Nor should it be overlooked that, for all their frivolity, both Charles and Diana find ways to make themselves useful. Last week, while the Dodi controversy flared, Diana was in Bosnia consoling land-mine victims. She has applied her celebrity to boost the international campaign to ban the weapons to good effect. Her well-photographed visit to Angola's minefields last January provoked criticism from senior Tories: a poor girl in over her head on matters of state security, they tut-tutted. But public opinion was with Diana. The new Labour government quickly reversed Tory policy and endorsed the ban.

Charles has struck alliances with Labour, too. His Business in the Community program, which cajoles corporations into creating jobs in inner cities, is just the sort of undertaking that appeals to Blair's reformist zeal. "He has known Charles for about seven years and sees him as close to the government on such things as urban regeneration and our welfare-to-work program," one 10 Downing Street adviser told Maclean's last week. While Blair would never stick his neck out "to prop the monarchy up," said the adviser, the prime minister has made it clear that his constitutional reforms will leave the Royal Family untouched. As for the Camilla affair, "Blair's instinct is to let him marry her and get on with his life," said the aide.

And there was one more sign last week that the Windsors are not about to throw in the towel and crawl off to exile in Bermuda. On the rocky banks of Scotland's River Dee, Charles and sons William and Harry appeared for an official photo session before beginning their annual summer holiday on the Balmoral estate. It was the first time Charles had agreed to pose at Balmoral since he appeared in the same spot on his 1981 honeymoon, towing a shy new bride.
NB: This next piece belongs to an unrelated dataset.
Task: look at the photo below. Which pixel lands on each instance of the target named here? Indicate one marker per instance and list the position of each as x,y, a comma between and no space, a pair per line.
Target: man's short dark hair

Prince William does not like the ever-intrusive cameras. It took much pleading from the photographers to get him to co-operate, before he finally raised his eyes in a shy smile so reminiscent of his mother. The prince is tall and good-looking, with a sweep of blond hair. He has even become a bit of a teenage heartthrob in Britain, at least among a certain social strata. Yet so little is known about him that, in time, the speculation must begin. Will William be dutiful like his father? A hurricane like his mother? Who is he dating, anyway? And someday they will surely ask, does he have the stuff of kings?